A team from Dundee has been able to recover fingerprints from the feathers of birds of prey, which are under threat from illegal poisoning, shooting and trapping.
If the birds have been handled, the incriminating marks could help police to identify the suspect.
The research is published in the journal Science and Justice.
The RSPB's latest figures reveal that in 2013 there were more than 120 confirmed incidents of shooting, trapping and poisoning of birds of prey in the UK.
It is a problem also seen elsewhere in Europe and in other parts of the world.
But scientists say that if the dead birds have been handled, possibly when they were discarded, crucial fingerprint evidence can now be gathered.
A team from the University of Abertay, in Dundee, has shown for the first time that the incriminating marks can be lifted from the birds' feathers using fluorescent powders.
Lead scientist Dennis Gentles said: "We use fluorescent powder because fluorescent powder will glow if it's put under a laser light, and because it glows it separates itself completely from the background.
"That makes it nice and clear to record and hopefully identify as someone's particular fingerprint."
The team was able to recover prints from the feathers of six species that they tested: kestrels, sparrowhawks, buzzards, red kites, golden eagles and white-tailed eagles,
"We found the best way of doing it was to use the flight feathers: they sustain a fingerprint because they have a nice tight weave to them," said Dr Gentles.
He added: "Before we've had birds of prey found lying at the bottom of a steep mountain and wondered how they've got there.
"People have been able to analyse them to see the cause of death.
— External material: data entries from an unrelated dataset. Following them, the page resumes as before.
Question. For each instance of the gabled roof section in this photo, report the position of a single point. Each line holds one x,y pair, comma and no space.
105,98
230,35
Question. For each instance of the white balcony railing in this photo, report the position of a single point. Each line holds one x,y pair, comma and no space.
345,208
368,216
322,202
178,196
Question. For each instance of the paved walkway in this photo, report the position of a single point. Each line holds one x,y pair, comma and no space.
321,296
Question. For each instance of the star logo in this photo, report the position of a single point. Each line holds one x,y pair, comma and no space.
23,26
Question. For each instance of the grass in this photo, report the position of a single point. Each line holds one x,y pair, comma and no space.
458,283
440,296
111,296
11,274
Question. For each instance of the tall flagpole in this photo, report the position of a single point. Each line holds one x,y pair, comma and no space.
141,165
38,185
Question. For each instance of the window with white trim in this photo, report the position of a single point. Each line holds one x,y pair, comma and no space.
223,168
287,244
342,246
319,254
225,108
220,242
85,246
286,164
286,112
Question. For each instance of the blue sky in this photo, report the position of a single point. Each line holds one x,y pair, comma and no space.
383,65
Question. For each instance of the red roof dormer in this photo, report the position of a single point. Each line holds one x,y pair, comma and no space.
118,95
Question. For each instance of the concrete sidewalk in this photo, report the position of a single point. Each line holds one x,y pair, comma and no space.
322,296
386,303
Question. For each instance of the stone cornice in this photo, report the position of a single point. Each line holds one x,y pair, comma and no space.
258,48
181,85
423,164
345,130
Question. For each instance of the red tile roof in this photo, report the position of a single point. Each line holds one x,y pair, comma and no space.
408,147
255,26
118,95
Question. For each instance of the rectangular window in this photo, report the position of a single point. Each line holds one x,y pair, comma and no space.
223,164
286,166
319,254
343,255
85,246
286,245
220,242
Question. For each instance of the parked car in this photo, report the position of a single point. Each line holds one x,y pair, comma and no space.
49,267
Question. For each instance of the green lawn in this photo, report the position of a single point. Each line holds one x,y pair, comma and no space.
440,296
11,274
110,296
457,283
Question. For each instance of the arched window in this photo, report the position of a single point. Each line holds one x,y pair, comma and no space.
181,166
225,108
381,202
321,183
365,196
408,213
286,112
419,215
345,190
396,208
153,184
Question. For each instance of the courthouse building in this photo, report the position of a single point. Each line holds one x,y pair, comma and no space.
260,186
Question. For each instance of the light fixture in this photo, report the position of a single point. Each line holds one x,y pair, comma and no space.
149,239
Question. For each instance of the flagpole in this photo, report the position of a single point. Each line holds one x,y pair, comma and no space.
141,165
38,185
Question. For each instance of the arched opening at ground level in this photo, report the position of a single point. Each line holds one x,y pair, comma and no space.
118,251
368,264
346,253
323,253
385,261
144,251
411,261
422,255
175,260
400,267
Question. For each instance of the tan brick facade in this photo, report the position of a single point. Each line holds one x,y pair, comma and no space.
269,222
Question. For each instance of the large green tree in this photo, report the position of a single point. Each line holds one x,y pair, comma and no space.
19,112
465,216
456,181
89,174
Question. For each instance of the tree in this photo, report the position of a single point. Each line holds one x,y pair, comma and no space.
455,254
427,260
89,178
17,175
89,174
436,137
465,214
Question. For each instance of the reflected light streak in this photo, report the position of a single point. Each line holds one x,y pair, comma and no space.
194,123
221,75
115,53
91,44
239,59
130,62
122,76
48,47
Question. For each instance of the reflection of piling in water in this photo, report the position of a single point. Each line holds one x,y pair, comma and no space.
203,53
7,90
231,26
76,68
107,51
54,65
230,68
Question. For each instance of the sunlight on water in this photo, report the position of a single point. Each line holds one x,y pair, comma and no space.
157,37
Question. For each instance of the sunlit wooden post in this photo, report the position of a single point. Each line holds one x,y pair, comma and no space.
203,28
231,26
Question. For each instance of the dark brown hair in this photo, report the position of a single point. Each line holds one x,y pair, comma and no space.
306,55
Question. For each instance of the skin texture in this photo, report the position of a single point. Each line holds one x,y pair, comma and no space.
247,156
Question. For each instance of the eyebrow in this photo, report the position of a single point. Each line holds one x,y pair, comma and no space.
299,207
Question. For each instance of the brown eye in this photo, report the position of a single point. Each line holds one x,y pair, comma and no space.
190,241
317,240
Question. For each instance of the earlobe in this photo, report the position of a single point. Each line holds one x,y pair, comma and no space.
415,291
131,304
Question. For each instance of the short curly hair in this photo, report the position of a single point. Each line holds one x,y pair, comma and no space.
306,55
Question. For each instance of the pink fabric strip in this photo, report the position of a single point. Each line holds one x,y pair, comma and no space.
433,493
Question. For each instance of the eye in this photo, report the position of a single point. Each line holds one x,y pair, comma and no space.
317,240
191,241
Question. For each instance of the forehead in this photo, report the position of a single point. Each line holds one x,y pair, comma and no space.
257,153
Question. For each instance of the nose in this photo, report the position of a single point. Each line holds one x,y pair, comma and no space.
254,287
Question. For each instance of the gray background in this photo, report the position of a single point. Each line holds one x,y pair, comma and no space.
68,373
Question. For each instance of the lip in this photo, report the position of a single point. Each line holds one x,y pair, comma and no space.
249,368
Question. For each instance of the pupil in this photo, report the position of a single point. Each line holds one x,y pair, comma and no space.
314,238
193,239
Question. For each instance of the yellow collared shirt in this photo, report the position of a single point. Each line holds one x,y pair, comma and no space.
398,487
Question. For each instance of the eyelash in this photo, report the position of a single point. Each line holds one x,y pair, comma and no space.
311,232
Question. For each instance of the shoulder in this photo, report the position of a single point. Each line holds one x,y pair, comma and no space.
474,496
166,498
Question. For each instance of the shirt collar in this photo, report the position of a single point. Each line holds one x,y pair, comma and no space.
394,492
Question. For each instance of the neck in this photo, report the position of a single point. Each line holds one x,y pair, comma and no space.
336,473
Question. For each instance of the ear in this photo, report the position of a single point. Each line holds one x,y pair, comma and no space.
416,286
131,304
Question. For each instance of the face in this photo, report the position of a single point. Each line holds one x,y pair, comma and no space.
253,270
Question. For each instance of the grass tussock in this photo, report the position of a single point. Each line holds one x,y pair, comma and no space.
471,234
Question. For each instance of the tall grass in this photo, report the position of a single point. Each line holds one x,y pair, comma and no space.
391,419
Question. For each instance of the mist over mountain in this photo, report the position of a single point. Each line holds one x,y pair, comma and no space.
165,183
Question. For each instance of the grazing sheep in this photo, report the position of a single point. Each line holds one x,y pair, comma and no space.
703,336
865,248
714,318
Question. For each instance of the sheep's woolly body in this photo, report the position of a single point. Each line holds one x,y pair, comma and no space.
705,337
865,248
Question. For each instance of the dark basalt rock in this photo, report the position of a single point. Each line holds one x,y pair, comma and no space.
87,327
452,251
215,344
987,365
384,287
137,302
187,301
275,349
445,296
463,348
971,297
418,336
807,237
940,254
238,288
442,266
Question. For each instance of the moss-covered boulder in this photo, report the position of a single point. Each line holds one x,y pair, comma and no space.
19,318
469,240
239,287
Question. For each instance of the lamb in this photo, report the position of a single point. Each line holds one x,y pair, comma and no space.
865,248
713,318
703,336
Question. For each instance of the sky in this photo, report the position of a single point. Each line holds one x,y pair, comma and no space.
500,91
But if they look at the bird now and fingerprint the flight feathers, they will be able to see if the bird has actually been handled.
"If they find a fingerprint this would raise suspicions and it may even identify the person who has handled this bird and disposed of it in this way."
The researchers also recovered fingerprints from eggs using black magnetic powder, which could help police to track down and prosecute illegal collectors.
Ian Thomson from RSPB Scotland said: "While government laboratory testing has made it relatively straightforward to identify the cause of death of the victims in many cases, identifying the perpetrator of offences that often take place in some of the remotest areas of our countryside continues to be very difficult."
He said the study was a "step forward" in the development of forensic techniques".